Even if the University of Kentucky men's basketball team wasn't playing in the NCAA championship game Monday, a good bit of news was going to be generated in Lexington on April 8.
Mayor Jim Gray will be unveiling his budget for the next fiscal year at the 3 p.m. council work session, and in it there should finally be some money set aside to create affordable housing for minimum wage workers.
Shortly after 7 p.m., Gray is scheduled to appear at the 11th Annual Nehemiah Action Assembly of BUILD to accept accolades for the expected $3 million in seed money, peeled from an unexpected surplus, and to explain why there can't be more.

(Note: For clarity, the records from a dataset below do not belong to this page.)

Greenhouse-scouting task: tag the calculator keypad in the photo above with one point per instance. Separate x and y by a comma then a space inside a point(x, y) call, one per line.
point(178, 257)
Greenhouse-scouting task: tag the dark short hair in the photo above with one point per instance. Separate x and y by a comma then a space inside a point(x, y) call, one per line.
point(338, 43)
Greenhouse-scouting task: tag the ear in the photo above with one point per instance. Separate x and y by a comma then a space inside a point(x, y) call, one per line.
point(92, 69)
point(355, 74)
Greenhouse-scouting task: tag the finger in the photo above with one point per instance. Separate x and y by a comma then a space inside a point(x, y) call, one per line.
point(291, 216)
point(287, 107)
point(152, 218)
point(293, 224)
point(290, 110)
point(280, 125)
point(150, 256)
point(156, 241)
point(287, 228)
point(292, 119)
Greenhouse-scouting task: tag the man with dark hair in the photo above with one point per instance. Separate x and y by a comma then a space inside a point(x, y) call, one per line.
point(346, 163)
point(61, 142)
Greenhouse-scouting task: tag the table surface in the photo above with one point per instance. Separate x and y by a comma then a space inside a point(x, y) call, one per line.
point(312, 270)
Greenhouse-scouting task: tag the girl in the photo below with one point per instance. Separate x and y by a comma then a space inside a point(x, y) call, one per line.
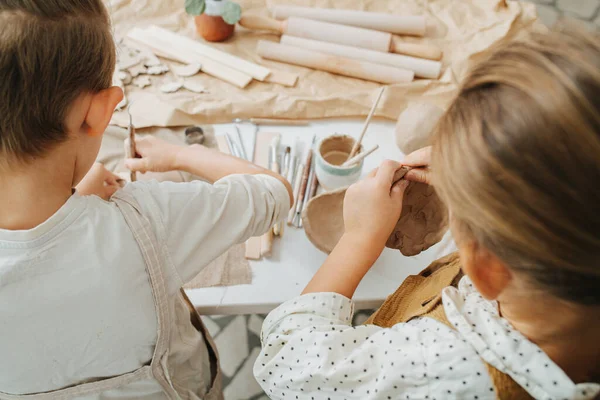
point(517, 160)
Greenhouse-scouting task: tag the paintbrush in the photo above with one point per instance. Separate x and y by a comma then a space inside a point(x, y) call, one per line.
point(297, 187)
point(359, 157)
point(366, 125)
point(274, 165)
point(291, 172)
point(311, 190)
point(304, 184)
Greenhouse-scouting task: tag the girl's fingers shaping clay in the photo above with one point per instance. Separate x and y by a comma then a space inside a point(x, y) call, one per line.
point(386, 172)
point(418, 158)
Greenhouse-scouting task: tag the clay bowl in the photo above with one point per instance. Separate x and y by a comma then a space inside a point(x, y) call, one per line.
point(323, 220)
point(423, 222)
point(213, 28)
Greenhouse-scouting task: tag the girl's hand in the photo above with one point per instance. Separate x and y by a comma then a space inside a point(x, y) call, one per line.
point(372, 206)
point(156, 155)
point(420, 161)
point(98, 181)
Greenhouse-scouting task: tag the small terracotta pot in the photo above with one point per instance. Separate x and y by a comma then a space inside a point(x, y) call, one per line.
point(213, 28)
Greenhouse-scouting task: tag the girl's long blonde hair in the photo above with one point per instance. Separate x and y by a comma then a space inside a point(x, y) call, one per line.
point(517, 159)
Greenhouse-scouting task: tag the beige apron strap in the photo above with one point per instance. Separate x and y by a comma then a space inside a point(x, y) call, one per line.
point(420, 296)
point(86, 388)
point(144, 236)
point(147, 242)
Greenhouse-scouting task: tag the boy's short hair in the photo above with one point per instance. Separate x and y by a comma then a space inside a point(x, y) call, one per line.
point(51, 51)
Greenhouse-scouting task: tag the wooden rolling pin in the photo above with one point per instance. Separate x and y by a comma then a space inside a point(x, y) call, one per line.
point(422, 68)
point(403, 25)
point(334, 64)
point(341, 34)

"We will highlight the $3 million," said the Rev. Adam Jones of Open Door Church and co-chair of BUILD. "It is a good first step. However, we need a long-term systemic solution; otherwise the city will continue losing homes for low-wage workers."
But Gray, along with council members who have agreed to come, won't be alone in facing some 1,700 people expected to support BUILD that evening.
Danielle Sanders-Jackson, Fayette Drug Court program director, will be asked to provide training for attorneys so that more eligible drug abusers will be directed to that program.
And one or more state legislators will be asked to co-sponsor a bill in the General Assembly that would limit the amount of interest payday lenders can charge.
The Nehemiah Action Assembly is a culmination of a year of work in which BUILD committee members research and question those in authority about problems that affect our city.
BUILD — Building a United Interfaith Lexington through Direct Action — is an interfaith and interracial proactive organization comprising members of 25 religious congregations. Established in 2003, the grass-roots organization, like Louisville's Citizens of Louisville Organized and United Together (CLOUT), listens to the concerns of local residents and focuses on problems the group can change. A plan of direct action is developed by committee members.
The three issues this year are affordable housing, drug court and payday lending interest rates.
Jones said BUILD wants more eligible offenders funneled into drug court, a far more successful alternative than incarceration for drug abusers.
BUILD notes that 80 to 90 percent of crimes committed in Lexington are connected to drug abuse. Rehabilitation programs for abusers cost less than incarceration.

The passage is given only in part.